Art. 16.Bij elke jaarlijkse en vierjaarlijkse rapportering maakt de vervoersonderneming een analyse van de verschillen tussen enerzijds de gegevens betreffende de exploitatie tijdens respectievelijk het voorbije jaar en de vier voorbije exploitatiejaren en anderzijds van de overeenstemmende gegevens uit het meerjarig budget.

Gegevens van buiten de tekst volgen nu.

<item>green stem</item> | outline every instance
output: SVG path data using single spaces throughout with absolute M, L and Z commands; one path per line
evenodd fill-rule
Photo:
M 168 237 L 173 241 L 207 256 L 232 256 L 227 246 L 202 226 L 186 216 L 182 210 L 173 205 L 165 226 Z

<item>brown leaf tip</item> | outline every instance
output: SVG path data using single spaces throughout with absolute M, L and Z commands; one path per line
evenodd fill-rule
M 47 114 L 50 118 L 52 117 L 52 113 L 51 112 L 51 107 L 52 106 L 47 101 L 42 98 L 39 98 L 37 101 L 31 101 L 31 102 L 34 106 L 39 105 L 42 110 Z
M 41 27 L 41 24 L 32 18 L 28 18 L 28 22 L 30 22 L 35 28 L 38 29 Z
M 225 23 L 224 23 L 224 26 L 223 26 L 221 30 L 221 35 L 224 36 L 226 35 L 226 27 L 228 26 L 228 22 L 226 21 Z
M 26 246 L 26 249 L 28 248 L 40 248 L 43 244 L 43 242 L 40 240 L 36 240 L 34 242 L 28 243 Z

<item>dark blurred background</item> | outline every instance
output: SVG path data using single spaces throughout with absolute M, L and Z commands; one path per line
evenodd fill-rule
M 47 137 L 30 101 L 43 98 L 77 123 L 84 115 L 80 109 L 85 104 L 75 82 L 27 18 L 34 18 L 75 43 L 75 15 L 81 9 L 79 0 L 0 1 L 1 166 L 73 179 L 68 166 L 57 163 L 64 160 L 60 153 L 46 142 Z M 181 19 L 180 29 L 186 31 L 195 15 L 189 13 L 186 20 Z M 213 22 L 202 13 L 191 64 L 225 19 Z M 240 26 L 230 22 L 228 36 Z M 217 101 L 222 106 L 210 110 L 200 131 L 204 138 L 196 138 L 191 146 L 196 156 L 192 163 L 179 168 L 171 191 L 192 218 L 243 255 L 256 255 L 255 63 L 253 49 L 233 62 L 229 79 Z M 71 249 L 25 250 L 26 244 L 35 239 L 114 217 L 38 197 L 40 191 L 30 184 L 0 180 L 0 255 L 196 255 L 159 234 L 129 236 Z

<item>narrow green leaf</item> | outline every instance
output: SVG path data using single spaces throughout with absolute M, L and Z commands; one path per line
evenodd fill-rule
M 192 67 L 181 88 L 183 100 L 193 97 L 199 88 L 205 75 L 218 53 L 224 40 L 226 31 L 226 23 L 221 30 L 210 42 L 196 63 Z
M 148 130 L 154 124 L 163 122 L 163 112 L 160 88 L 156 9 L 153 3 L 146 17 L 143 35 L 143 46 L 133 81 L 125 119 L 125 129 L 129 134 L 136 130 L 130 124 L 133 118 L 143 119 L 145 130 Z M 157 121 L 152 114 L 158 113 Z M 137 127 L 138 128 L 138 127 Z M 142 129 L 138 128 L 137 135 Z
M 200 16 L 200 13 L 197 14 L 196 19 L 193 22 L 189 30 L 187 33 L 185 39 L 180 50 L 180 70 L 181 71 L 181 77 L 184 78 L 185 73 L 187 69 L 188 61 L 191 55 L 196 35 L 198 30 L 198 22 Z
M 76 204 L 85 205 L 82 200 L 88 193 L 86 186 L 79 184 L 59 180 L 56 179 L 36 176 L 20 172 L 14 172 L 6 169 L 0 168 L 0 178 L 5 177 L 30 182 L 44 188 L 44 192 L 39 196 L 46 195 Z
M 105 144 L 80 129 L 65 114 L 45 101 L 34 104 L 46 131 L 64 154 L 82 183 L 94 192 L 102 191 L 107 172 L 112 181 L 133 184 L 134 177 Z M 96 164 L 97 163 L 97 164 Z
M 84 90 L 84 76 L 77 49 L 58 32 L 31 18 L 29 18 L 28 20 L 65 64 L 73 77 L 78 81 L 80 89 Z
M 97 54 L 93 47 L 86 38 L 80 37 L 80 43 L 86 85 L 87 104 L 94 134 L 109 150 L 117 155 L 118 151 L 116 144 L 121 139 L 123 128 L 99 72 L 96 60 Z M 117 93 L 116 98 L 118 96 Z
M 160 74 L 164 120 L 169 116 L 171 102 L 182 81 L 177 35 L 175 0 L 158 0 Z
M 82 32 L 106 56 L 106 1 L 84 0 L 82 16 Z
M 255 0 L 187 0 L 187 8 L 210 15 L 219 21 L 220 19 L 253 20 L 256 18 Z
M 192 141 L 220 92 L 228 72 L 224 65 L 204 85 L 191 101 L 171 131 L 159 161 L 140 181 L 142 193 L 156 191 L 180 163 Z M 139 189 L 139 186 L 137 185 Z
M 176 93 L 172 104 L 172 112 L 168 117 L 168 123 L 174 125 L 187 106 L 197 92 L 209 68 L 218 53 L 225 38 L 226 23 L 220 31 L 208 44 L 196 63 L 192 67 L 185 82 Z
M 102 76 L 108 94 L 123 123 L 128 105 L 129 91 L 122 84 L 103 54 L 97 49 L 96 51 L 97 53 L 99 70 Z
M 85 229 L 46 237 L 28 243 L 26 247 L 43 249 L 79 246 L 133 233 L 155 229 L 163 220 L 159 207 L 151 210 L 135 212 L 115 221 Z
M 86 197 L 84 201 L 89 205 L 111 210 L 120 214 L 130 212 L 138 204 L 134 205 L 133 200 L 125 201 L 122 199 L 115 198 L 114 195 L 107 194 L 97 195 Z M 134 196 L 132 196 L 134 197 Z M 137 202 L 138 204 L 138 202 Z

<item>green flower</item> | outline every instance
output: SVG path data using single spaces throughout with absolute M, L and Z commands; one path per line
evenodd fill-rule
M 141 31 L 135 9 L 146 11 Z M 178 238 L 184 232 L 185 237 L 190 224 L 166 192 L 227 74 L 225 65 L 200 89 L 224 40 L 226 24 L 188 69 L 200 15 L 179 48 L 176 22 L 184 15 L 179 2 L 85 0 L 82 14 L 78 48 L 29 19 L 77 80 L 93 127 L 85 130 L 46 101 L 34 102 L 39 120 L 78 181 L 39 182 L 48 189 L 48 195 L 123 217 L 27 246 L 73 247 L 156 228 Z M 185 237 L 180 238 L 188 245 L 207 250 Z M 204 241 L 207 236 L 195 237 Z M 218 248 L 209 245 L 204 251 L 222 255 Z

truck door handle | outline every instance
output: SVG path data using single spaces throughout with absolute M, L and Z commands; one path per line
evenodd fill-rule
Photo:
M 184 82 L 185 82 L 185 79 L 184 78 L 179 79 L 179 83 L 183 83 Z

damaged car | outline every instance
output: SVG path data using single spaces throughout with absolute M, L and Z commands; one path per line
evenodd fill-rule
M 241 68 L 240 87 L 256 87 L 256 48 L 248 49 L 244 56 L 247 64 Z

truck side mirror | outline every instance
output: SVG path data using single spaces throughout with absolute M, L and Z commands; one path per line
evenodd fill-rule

Voor de verschillen van meer dan 10% tussen de gegevens betreffende de exploitatie en de overeenstemmende gegevens uit het budget voegt de vervoersonderneming een uitvoerige documentatie en motivering bij haar analyse. HOOFDSTUK VI. - Boekhoudkundige verplichtingen van de vervoersonderneming

Art. 17.Onverminderd de bepalingen van de wet van 17 juli 1975 op de boekhouding en de jaarrekeningen van de ondernemingen en haar uitvoeringsbesluiten en het artikel 15/12, § 2, van de wet van 12 april 1965 : 1° valt het boekjaar van de vervoersonderneming samen met het kalenderjaar;2° voert de vervoersonderneming een analytische boekhouding die een controleerbare toewijzing mogelijk maakt : a) van de kosten in functie van de verschillende diensten en subdiensten per klantengroep;b) van de opbrengsten in functie van de verschillende diensten per klantengroep.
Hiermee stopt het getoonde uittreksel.